The Wandering Mind: William James once said that “the natural tendency of attention when left to itself is to wander to ever new things. He was right. Mind-wandering is pervasive, occupying up to half of our waking thoughts. Yet for centuries, scientists and philosophers largely ignored attention’s “natural tendency to wander”. Although 21st century scientists suddenly began to publish thousands of articles on mind-wandering, this flurry of progress was not tethered to philosophical foundations. Cognitive scientists gathered a vast amount of data on mind-wandering without pausing to ask foundational questions: What is mind-wandering?

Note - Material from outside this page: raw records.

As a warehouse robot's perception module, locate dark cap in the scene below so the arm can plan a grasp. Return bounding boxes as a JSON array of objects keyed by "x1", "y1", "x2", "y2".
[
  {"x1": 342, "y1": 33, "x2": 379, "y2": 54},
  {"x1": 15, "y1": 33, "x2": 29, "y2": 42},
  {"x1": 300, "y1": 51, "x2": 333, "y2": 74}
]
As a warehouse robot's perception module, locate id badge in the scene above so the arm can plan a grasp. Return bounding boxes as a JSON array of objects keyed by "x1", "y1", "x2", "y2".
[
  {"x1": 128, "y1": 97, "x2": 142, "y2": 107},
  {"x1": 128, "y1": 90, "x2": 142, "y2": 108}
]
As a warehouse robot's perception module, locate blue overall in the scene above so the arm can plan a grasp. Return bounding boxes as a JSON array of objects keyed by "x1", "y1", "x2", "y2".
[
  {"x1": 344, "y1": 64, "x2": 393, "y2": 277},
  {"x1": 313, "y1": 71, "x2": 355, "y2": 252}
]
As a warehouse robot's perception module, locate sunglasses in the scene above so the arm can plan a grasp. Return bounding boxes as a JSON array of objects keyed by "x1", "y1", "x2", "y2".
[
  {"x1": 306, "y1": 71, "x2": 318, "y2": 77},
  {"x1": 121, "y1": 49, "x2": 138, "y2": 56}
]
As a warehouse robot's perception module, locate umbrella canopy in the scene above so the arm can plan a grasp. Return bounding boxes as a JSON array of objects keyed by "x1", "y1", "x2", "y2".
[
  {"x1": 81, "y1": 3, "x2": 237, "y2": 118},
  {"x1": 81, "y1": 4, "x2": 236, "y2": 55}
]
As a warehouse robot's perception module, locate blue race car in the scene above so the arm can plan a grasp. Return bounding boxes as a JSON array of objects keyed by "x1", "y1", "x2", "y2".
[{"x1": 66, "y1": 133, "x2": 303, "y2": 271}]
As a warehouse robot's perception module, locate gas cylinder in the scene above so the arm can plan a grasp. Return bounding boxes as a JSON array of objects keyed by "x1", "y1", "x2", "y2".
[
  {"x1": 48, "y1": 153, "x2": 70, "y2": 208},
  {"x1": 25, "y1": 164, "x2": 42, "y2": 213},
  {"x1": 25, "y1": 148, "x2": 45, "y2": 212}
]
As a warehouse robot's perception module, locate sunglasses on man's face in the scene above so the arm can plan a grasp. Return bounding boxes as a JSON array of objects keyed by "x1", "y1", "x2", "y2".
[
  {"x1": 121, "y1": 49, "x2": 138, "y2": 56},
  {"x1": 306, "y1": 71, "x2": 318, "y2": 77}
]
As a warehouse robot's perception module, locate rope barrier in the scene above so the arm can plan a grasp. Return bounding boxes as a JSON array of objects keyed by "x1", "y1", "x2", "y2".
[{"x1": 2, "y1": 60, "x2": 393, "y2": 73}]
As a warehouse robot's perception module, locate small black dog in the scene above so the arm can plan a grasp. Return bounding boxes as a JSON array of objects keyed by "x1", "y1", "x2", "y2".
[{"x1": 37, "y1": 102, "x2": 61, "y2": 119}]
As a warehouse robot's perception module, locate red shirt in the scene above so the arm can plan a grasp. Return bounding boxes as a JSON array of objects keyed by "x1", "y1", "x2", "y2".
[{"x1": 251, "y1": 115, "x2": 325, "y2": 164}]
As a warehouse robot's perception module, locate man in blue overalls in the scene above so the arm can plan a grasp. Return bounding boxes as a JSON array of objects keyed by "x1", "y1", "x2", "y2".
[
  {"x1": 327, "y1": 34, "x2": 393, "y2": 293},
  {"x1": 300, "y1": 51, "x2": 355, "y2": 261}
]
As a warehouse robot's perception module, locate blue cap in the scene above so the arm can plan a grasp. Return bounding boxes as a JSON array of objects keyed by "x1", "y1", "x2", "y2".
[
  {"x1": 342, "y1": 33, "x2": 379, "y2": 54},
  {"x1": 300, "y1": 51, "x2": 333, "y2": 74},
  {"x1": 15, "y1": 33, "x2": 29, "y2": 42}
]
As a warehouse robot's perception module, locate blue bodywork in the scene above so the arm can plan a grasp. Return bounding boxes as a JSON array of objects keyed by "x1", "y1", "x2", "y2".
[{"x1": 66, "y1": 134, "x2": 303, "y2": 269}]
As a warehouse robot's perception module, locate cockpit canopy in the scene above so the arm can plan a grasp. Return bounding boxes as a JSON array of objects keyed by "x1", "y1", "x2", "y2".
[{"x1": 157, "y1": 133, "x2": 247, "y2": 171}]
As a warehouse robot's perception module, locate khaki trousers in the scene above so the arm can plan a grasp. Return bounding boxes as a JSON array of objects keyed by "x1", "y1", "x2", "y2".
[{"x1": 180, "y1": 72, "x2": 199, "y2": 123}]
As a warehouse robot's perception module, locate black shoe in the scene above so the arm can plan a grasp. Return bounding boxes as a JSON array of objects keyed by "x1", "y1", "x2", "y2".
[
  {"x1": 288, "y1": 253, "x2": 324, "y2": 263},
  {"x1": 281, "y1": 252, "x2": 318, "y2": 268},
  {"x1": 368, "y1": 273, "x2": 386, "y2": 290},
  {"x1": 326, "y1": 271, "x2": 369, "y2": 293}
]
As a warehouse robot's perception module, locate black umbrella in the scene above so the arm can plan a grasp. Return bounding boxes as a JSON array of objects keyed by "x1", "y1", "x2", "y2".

Is mind-wandering something that happens to us or something we do? Is mind-wandering valuable? In The Wandering Mind, I aim to answer these questions, developing the most extensive philosophical theory of mind-wandering to date. Just as importantly, mind-wandering gives us a novel lens on the mind. To account for mind-wandering, we must revise our taxonomies of attention and mental action, and our view of the mental good life.

 

The Spontaneity Deficit brings those abstract questions about the mental good life to bear on an urgent, concrete problem: digital distraction. Notifications, emails, Twitter posts, Google Ads, texts, Venmo requests: such technologies are designed to place historically unprecedented demands on attention. Scholars have widely discussed one problem: digital distractions make us less attentive. The Spontaneity Deficit will identify another problem, which has been neglected in the literature. Digital technologies not only make us more distracted; they also change how we are distracted. Specifically, they crowd out spontaneous forms of distraction such as mind-wandering, which support creativity and exploration. Digital distractions replace mind-wandering with a form of hyper-salient distraction, akin to a technological form of obsessive rumination.

 

PHIL 8560 THE REPUBLIC AND ITS AFTERLIFE [3]

Department Permission Required

Prof. McCready-Flora – ICM5H & Prof. Adams -NA9FW  Thursday 1:00-3:30                             Cocke 108

This seminar has two related tasks. The first is a close reading of Plato’s Republic, aided by selections from the scholarly literature on its interpretation and aimed at philosophical understanding of its argument, structure and the plausibility of its conclusions. The second is an inquiry into issues of contemporary import raised by Plato’s text, conducted via both classic and cutting-edge readings in political and social philosophy. Such issues may include: the nature and ethics of propaganda and misinformation; censorship and its putative justifications; liberalism versus perfectionism as grounds for state authority and action; public health and, more generally, the social role of experts; the nature, scope and purpose of public education; individual rights; paternalism and state action; legitimacy and the grounds of authority; public service and its discontents.

 

PHIL 9700 DISSERTATION SEMINAR [3]

Department Permission Required

Prof. MacKenzie – DFS8ZY              Monday 1:00-3:30                                           Cocke 108

This non-credit course is taught every spring. It combines discussions of the central aspects of professional life with multiple opportunities for students to present and receive peer feedback on their work-in-progress.  It is mandatory for all third-year students in residence, and optional for others.